Everything is images.
Multiply View stereo use a pair of images.
Using well known algo such stereo pair estimate Disparity images.
Disparity images has same resolution as original images. Technically you can do upscale here, but sure no one do that. Some genius can downscale to speedup and filter, but hope no one do that.
Disparity after that processing to depth map images. And again, depth maps has exactly the same resolution or lower. They can be lower because at this moment images should be encoded in float or double. That might increase memory use. (Disparity don’t need high bit depth).
Next is “depth fusion”:
Single stereo pair can’t solve discontinuities. And a lot of areas in raw depth map after disparity has NaNs or zeroes.
And to repair/recover such areas depth information from nearest cameras (or from other stereo pairs) can be used.
At the end we again has Depth Maps that storing as usual images (even if they are PLY files).
Now depend on algo, such depth maps can be blended to a single mega-point cloud. (Depth map store exact distances from sensor to point in 3D scene). And meshed using some poisson meshing algo. Or use more advanced methods without mega-point cloud.
In any case that’s a big difference, you have 2500x2000 points per camera or 5000x4000 point per camera.
Old methods that use depth -> dense point cloud -> mesh together with low resolution images and bad alignment can fuse all to some smooth blob.
Modern methods and mesh from depth together with a higher precise alignment can give a profit.
Thin details, or thin surfaces, when you have original resolution due to reprojection errors from SFM can be just blended to a single value.
2x resolution can give 4x more samples per camera and higher chance that will deserve own vertex in a mesh.

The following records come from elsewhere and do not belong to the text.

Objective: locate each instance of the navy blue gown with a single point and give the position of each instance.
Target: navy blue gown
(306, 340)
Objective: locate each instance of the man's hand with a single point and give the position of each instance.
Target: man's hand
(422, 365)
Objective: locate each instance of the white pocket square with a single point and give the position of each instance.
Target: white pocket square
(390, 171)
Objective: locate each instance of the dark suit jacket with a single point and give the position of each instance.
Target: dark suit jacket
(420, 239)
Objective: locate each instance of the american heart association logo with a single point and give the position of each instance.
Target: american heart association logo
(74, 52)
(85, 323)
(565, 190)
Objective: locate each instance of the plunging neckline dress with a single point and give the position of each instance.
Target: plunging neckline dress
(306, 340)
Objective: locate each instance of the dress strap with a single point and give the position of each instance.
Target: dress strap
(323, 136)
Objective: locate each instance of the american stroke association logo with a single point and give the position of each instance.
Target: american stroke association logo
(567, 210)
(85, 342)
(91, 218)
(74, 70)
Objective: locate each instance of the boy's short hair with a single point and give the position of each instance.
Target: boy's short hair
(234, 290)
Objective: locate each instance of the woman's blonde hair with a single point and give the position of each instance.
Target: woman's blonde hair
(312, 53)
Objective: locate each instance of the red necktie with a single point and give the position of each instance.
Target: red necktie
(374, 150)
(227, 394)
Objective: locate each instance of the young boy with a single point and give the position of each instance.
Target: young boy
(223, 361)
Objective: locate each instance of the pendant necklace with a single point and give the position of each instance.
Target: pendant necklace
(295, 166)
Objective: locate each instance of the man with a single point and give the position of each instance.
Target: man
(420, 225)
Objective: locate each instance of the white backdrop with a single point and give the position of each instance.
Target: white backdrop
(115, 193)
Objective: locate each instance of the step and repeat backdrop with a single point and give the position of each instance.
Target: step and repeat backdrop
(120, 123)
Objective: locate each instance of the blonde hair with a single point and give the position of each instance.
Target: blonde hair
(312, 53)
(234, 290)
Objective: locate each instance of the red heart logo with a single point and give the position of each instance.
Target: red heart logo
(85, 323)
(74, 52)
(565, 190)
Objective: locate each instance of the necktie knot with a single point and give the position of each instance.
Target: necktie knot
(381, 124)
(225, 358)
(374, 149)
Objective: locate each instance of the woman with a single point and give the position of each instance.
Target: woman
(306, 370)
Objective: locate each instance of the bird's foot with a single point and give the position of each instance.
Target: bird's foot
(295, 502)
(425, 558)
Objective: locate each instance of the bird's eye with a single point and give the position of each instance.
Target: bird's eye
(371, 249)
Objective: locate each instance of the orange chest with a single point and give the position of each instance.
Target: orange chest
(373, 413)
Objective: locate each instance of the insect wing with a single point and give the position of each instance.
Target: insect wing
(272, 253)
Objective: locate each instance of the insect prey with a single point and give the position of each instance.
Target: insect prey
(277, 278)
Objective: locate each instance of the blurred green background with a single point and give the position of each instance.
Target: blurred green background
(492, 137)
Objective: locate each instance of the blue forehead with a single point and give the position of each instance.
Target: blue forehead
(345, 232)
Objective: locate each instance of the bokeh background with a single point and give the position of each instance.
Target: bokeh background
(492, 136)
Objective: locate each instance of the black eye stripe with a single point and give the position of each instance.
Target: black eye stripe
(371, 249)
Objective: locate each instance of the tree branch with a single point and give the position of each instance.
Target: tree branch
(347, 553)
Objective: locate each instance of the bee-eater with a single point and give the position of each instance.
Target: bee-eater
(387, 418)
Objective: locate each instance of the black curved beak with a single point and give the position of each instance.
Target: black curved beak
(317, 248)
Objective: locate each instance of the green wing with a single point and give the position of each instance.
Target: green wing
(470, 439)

Is this a universal solution?
No. Using too low res cameras or too high res cameras, and upscale images will not give you much profit.
Upscale 41mpx Sony A7RIII images only add processing time to facial scans with minimal improvements in reconstructed details that also mixed with amplified noise.
Using Ai upscale can be even more destructive as such methods often can distort original details, but “dreamed” details from multiply images become a noise due to their inconsistency across cameras.
And if you have alignment issues, upscale images more likely don’t improve a final mesh.